The quest for the He I 10830 triplet in exoplanets (Jorge Sanz-Forcada,  CAB (CSIC-INTA))

Exoplanet atmospheres photoevaporate because of XUV stellar irradiation. Evaporation signs are detected mainly through the H Lyman-alpha line, or more recently in the He I 10830 line (actually a triplet). Despite of early efforts back in 2000 to find this line in transiting exoplanets, it was not until 2018 that the line was finally detected. The stellar high energy irradiation also plays a role in this line formation, but no direct observation of most of the XUV spectral range is possible in stars other than the Sun. We present an update of the X-exoplanet database, and improved scaling laws to calculate the XUV flux, that take into account the stellar activity level. Despite of the efforts to find a clear relation between the He I 10830 detections in exoplanet atmospheres, and the stellar XUV irradiation, this relation remained elusive so far. We report a new parametrization that empirically confirms the relation between stellar XUV irradiation and the formation of the He I 10830 triplet in exoplanet atmospheres.

Constraining atmospheric escape in exoplanets from the ground with SPIRou (Adrien Masson,  CAB (CSIC-INTA))

Studying the processes involved in the atmospheric escape of short-period gaseous exoplanets is a key stake in our understanding of the formation, evolution, and population of exoplanets in general. A famous example is the so-called "sub-Neptune desert", for which atmospheric escape is believed to play a crucial role.

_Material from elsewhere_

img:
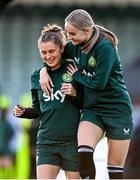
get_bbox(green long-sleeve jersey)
[31,60,80,144]
[64,38,132,116]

Since recent years, ground-based high-resolution spectroscopy in the near-infrared allows us to probe the atmospheric escape of transiting exoplanets through the observation of the metastable He triplet lines at 1083.3nm, providing us with a new window for atmospheric escape in addition to the observation of H lines in UV and visible. With a high spectral resolution power of 70 000 and a large continuous spectral range between 0.9 and 2.5 microns, the near-infrared spectro-polarimeter SPIRou on the CFHT is a powerful instrument for exoplanet atmosphere characterization since its first light in 2018. I will present the data reduction and modeling methodology classically used for ground-based atmospheric escape characterization in the infrared, along with new constraints regarding atmospheric escape in fifteen transiting short-period exoplanets ranging from hot Jupiters to sub-Neptune observed with the SPIRou instrument.

Exploring the magnetic and cloudy properties of late-M and early L dwarfs via low resolution spectro-polarimetry (Paulo Miles Pérez,  CAB (CSIC-INTA))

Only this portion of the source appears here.